Hello. It is Monday again. The sky is overcast and the grass is still damp with dew. I have been up for a bit but I am just now sitting down to write this. I have been stalling.
You see, if I sit down and write a blog post that means it is really Monday. This Monday. The Monday where I once again have to do something that I don’t really want to do because it scares me a little.
Now before any of you get ideas of doctor appointments or tightrope walking into your heads, it really isn’t that big of a deal to the rest of the world. Once I go and get things over with it won’t seem like a big deal to me either. It is the time before I actually step out of my door that is the worst.
I have to go out into the world and adult today. Yes adult can be used as a verb. If you don’t think so, just wait. One day you will do a thing and it will be something that is necessary but not really something you want to do. In fact you would probably like to avoid that thing all together. However, you will take a deep breath and do it anyway. That is adulting. (In some cases “adulting” can be not doing a thing you do really want to do.)

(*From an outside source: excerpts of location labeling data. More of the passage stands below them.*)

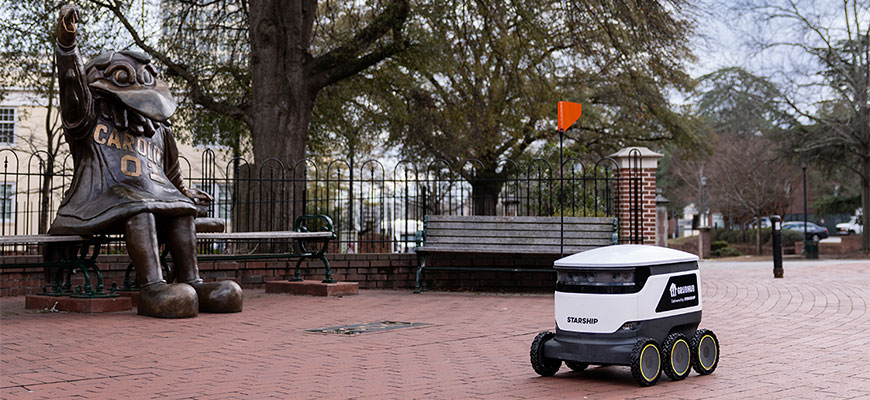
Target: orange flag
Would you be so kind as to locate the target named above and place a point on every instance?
(568, 114)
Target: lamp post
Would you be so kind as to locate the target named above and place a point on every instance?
(703, 210)
(804, 170)
(811, 248)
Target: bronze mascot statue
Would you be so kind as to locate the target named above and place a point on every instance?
(126, 174)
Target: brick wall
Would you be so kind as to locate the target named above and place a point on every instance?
(647, 192)
(372, 271)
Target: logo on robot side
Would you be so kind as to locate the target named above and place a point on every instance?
(678, 290)
(582, 320)
(681, 291)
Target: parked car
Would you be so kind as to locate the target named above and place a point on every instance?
(814, 232)
(765, 223)
(854, 226)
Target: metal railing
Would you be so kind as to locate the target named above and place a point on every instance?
(376, 207)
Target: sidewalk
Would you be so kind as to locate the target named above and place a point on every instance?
(805, 336)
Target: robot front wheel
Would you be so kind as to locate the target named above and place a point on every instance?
(646, 362)
(705, 351)
(542, 365)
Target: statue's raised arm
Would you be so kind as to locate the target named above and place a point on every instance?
(75, 98)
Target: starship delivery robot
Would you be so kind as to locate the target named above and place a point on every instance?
(631, 305)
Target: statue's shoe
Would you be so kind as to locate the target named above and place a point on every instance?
(164, 300)
(218, 297)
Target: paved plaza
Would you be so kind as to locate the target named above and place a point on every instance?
(806, 336)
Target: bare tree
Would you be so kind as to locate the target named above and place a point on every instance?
(829, 94)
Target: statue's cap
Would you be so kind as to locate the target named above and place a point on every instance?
(150, 98)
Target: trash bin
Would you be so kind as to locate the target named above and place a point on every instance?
(632, 305)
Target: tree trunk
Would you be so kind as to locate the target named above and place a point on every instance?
(281, 106)
(865, 203)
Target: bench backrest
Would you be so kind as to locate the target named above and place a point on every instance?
(531, 235)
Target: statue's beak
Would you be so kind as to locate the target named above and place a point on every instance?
(155, 102)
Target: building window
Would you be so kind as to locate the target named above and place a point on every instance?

I have to put on my adult costume and go pretend to be something I’m not. I am an adult. I have bills, pets, kids, laundry and everything. It all gets paid, fed, or washed. But to the rest of the world I get the feeling that I am just not quite adult enough. I have to go confront the local school board over my son today. I may even be home schooling before the day is out.
(Summary of the issue is that they want my social anxiety afflicted son to move schools during his last year of primary because he is not zoned for the school he has attended since kindergarten. Makes sense except for the fact he has never been zoned for that school but it hasn’t been a problem until now.)
Sometimes I feel I have to over adult because once someone in power find out I am a single mom, for some reason my adult meter drops. I watch it happen. There is this little smirk that comes up in the corner of their mouths and their eyes say “Oh, that’s what we are dealing with.”
If they find out I am pursuing the dream of being a writer the meter drops even more. It is like I am a little kid dressed up in her mom’s shoes and no longer have to be taken seriously. I hate, hate, hate being humored or patronized. If you are going to look down on me at least do it in a way that gives me a chance to fight back.
I am not on welfare. I am paying my own mortgage. I work 72 hours in one week, then come home and do all the other stuff people have to do and be mom. (Okay my incredibly wonderful mother helps me out with some of that.) Then I write because I am a writer. I can and I will pursue that dream. Just because I happen to not have a mate does not mean I have to give up on everything and go wallow in how hard life is.
I even have a freaking vegetable garden in the back yard! If anything I feel like they should be taking me more serious or at least trying help me out a little. But that is not the way it goes. Instead I am silently put into a stereotype box and anything I say from that point on will be viewed wearing shades colored by that box.
It is incredibly frustrating and I don’t like confrontation to begin with. Writing it all out here has helped. I don’t feel so uneasy now. I am going to go forth into battle before my courage fades. Wish me luck.